Esta carga semântica de kosmos   que se inicia no Novo Testamento, mostra-se então de maneira inconfundível, por exemplo, em Agostinho   e Tomás de Aquino  . De um lado, significa mundus, segundo Agostinho, a totalidade do que foi criado. Mas com a mesma frequência mundus está em lugar de mundi habitatores. Este termo tem, por sua vez, o específico sentido existencial de dilectores mundi, impii, carnales. Mundus non dicuntur iusti, quis licet carne in eo habitent, corde cum Deo sunt [Agostinho, Opera (Migue), tomo IV. 1842]. Agostinho deve ter tirado este conceito de mundo, que então co-determinou a história espiritual do ocidente, tanto de Paulo como do Evangelho de São João.
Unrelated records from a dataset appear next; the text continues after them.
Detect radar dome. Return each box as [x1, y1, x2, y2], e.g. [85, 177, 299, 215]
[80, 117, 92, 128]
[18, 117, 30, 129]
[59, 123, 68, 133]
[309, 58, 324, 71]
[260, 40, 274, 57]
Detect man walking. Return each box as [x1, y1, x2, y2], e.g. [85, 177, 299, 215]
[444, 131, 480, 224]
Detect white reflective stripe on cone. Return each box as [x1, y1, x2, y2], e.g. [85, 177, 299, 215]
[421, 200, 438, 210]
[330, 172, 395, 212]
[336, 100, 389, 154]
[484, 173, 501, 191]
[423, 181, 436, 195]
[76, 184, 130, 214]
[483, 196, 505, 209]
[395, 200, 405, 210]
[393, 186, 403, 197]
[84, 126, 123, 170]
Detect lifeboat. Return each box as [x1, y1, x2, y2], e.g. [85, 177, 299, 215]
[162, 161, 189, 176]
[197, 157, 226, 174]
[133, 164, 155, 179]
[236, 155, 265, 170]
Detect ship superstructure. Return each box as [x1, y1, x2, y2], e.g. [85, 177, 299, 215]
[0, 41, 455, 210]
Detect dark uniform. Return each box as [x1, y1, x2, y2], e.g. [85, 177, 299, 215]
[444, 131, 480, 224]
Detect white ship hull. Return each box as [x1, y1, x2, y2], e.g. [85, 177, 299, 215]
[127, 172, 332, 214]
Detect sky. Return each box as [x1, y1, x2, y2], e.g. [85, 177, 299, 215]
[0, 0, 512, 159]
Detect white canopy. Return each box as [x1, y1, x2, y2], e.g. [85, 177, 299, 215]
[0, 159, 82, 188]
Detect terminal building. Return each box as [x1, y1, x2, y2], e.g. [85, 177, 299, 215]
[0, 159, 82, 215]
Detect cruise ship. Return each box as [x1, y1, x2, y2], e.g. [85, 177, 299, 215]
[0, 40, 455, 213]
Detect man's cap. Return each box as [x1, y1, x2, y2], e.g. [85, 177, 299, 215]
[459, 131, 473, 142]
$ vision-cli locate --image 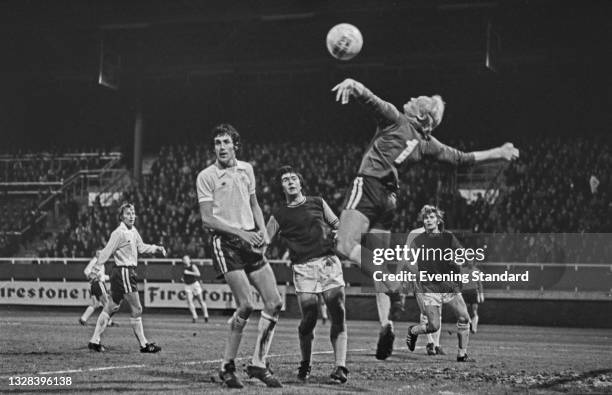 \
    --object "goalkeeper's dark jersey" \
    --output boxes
[357,88,474,189]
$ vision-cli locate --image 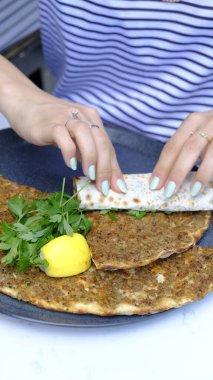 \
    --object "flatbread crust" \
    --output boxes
[74,172,213,212]
[0,178,213,316]
[87,211,211,270]
[0,247,213,316]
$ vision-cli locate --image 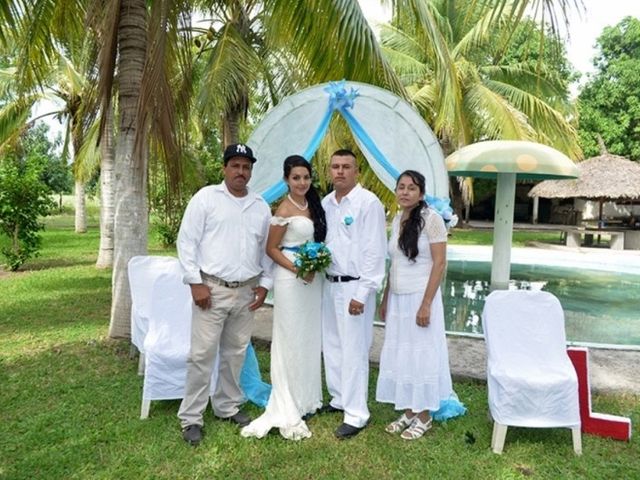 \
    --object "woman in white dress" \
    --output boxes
[241,155,327,440]
[376,170,465,440]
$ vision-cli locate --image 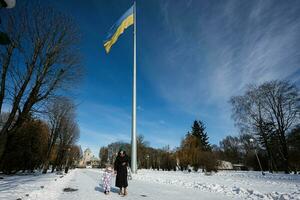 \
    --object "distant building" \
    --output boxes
[78,148,100,168]
[218,160,233,170]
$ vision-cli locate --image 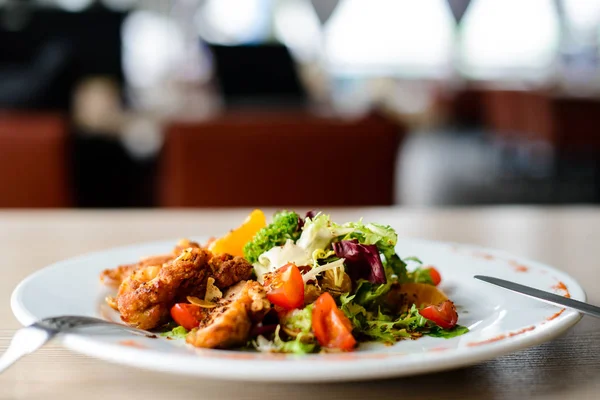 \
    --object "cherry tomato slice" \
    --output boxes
[426,267,442,286]
[266,263,304,310]
[312,292,356,350]
[419,300,458,329]
[171,303,201,331]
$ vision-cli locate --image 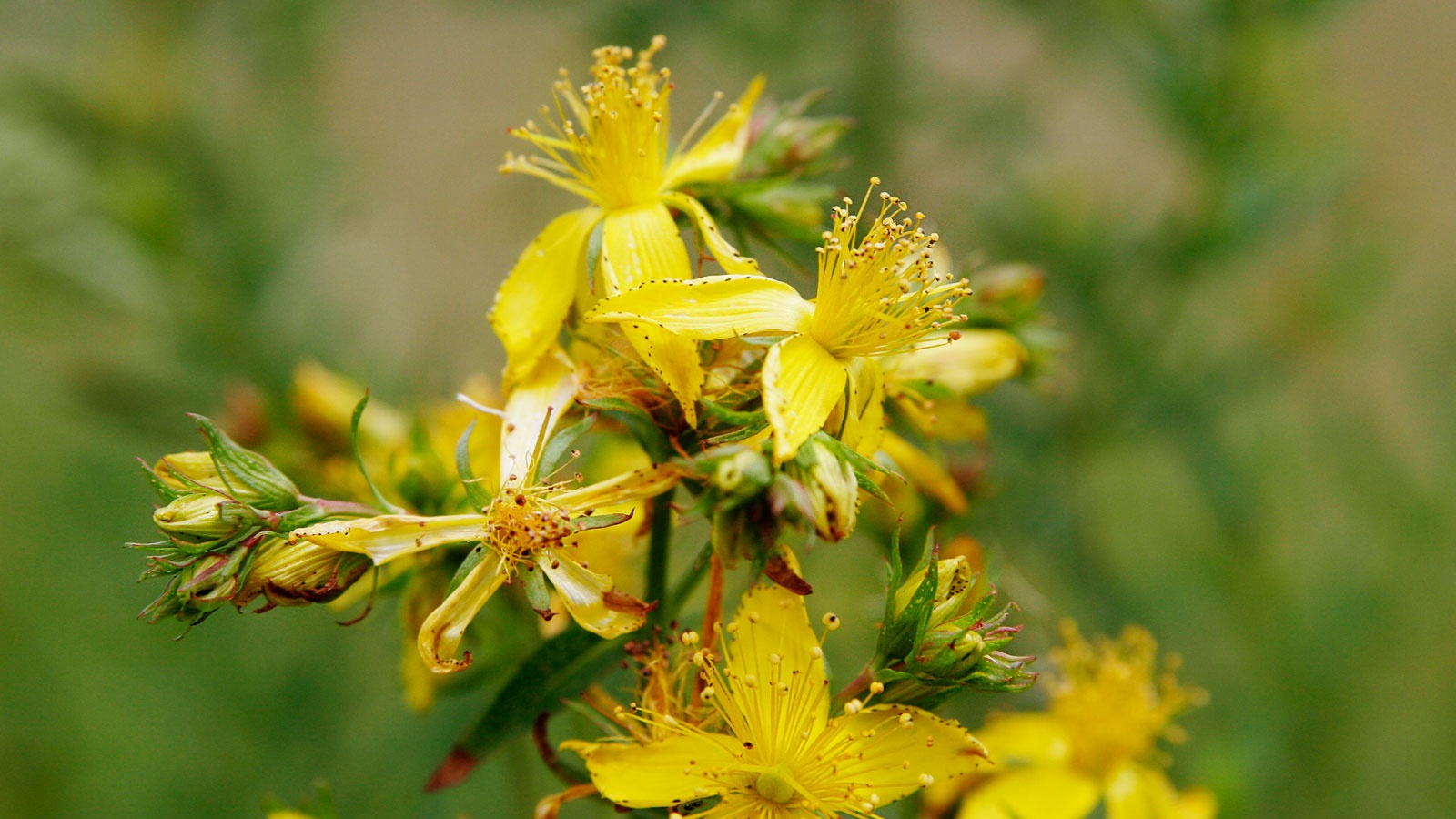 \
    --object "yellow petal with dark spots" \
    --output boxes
[763,335,847,463]
[490,207,602,382]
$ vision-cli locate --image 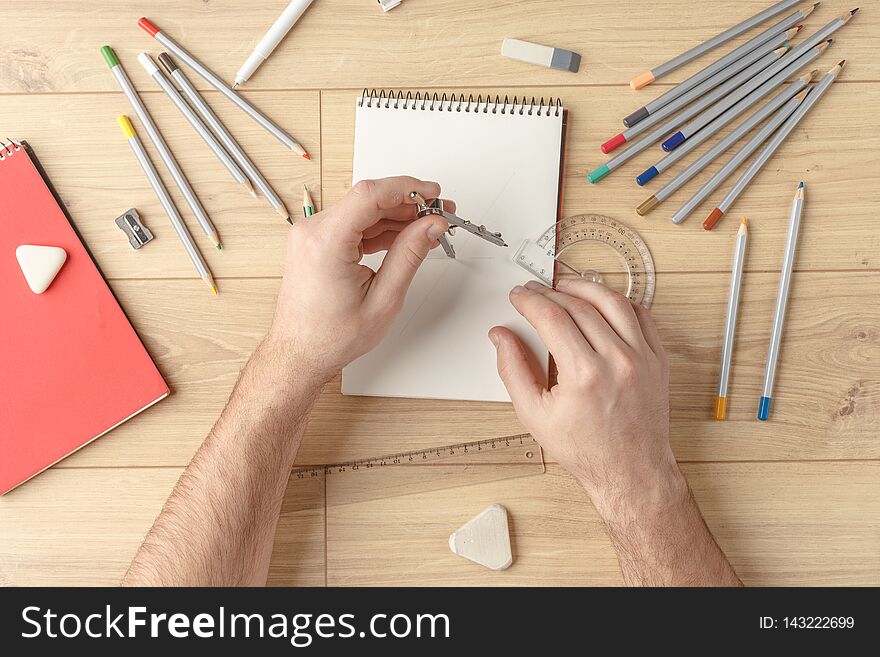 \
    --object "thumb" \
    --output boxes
[489,326,546,412]
[373,215,449,305]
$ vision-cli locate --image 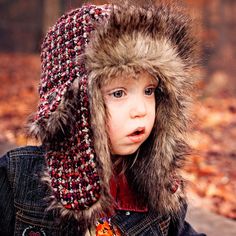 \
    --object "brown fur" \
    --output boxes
[27,1,196,224]
[86,1,195,215]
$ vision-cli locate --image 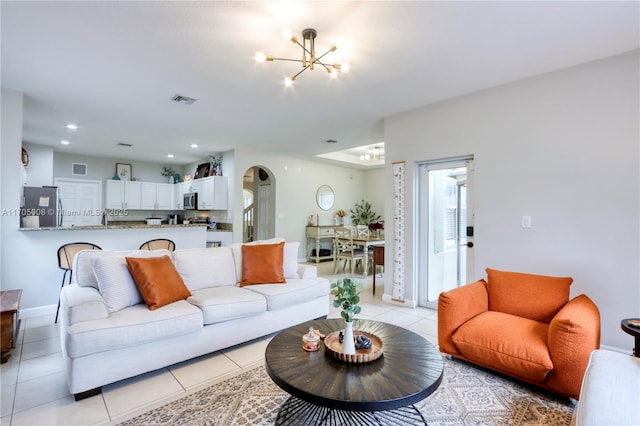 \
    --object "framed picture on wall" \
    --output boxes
[194,163,211,179]
[116,163,132,180]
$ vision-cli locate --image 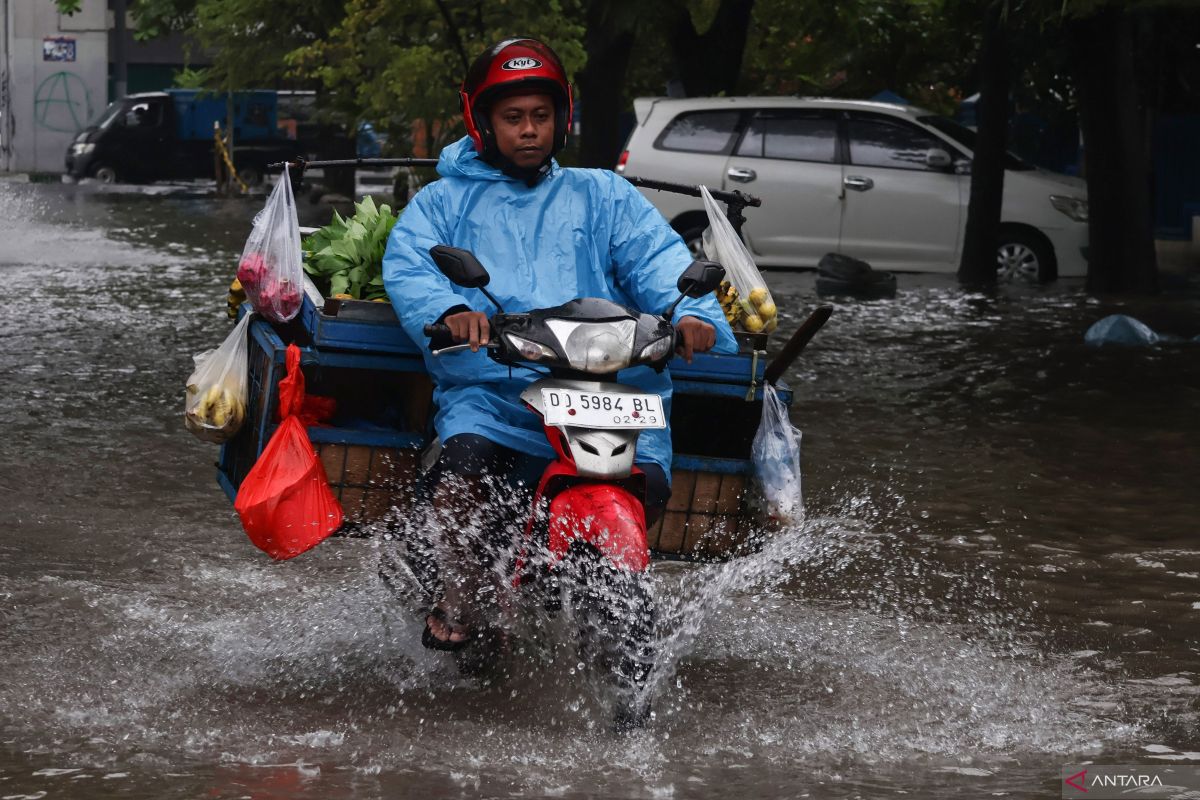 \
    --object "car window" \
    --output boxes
[917,115,1033,172]
[848,116,948,173]
[654,110,742,152]
[738,112,838,164]
[125,103,162,128]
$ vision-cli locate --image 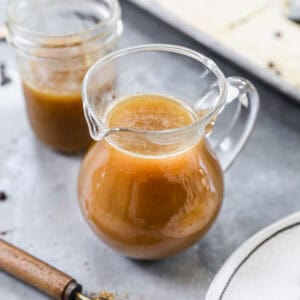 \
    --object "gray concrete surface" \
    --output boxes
[0,2,300,300]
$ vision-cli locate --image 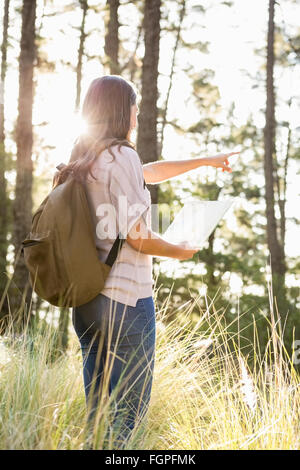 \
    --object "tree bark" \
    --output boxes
[75,0,88,111]
[104,0,120,75]
[10,0,36,320]
[158,0,186,156]
[0,0,9,306]
[264,0,286,315]
[137,0,161,204]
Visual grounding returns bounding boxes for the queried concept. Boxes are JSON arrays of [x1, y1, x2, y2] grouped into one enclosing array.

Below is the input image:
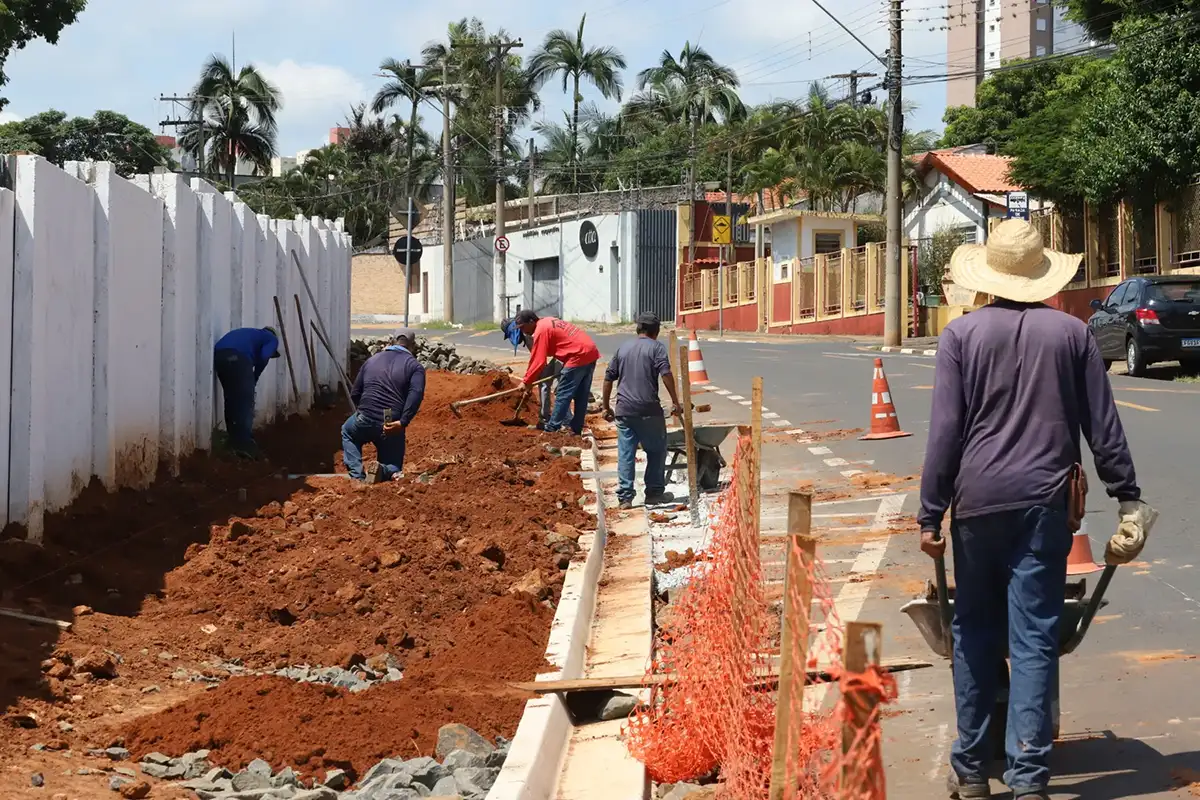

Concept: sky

Para prova disto sirva a seguinte passagem extraída do Tractatus in Joannis Evangelium. Agostinho dá à passagem de São João (prólogo) 1, 10 en to kosmo en, kai ho kosmos di’autou egeneto, kai to kosmos auton ouk egno, uma interpretação de mundus em que demonstra que o uso duas vezes repetido de mundus, em "mundus per ipsum factus est" e "mundus eum non cognovit", é feito com duplo sentido. No primeiro significado mundo designa eus creatum. A segunda significação de mundus quer dizer o habitare corde in mundo como amare mundum, o que é igual a non cognoscere Deum.

No contexto o teor é o seguinte: Quid   est, mundus factus est per ipsum? Coelum, terra, mare et omnia quae in eis sunt, mundus dicitur. Iterum alia significatione, dilectores mundi mundus dicuntur. Mundus per ipsum factus est, et mundus eum non cognovit. Num enfim coeli non cognoverunt Creatorem suum, aut non cognoverunt Creatorem suum sidera, quem confitentur daemonia? Omnia undique testimonia perhibuerunt. Sed qui non cognoverunt? Qui amando mundum dicti sunt mundus. Amando enfim habitamos corde: amando autem, hoc appellari meruerunt quod ille, ubi habitabant. Quomodo dicimus, mala est illa domus, aut, bons est illa domus, non in illa quam dicimus malam pariets accusamus, aut in illa, quam dicimus bonam, parietes laudamus, sed malam domum: inhabitantes maios, et bonan domum: inhabitantes bonos. Sic et mundum, ipsi enfim corde habitant in mundo. Nam qui non diligunt mundum, carne versantur in mundo, sed corde inhabitant coelum [Tract., II, cap. 1, n. II., tomo III, 1393]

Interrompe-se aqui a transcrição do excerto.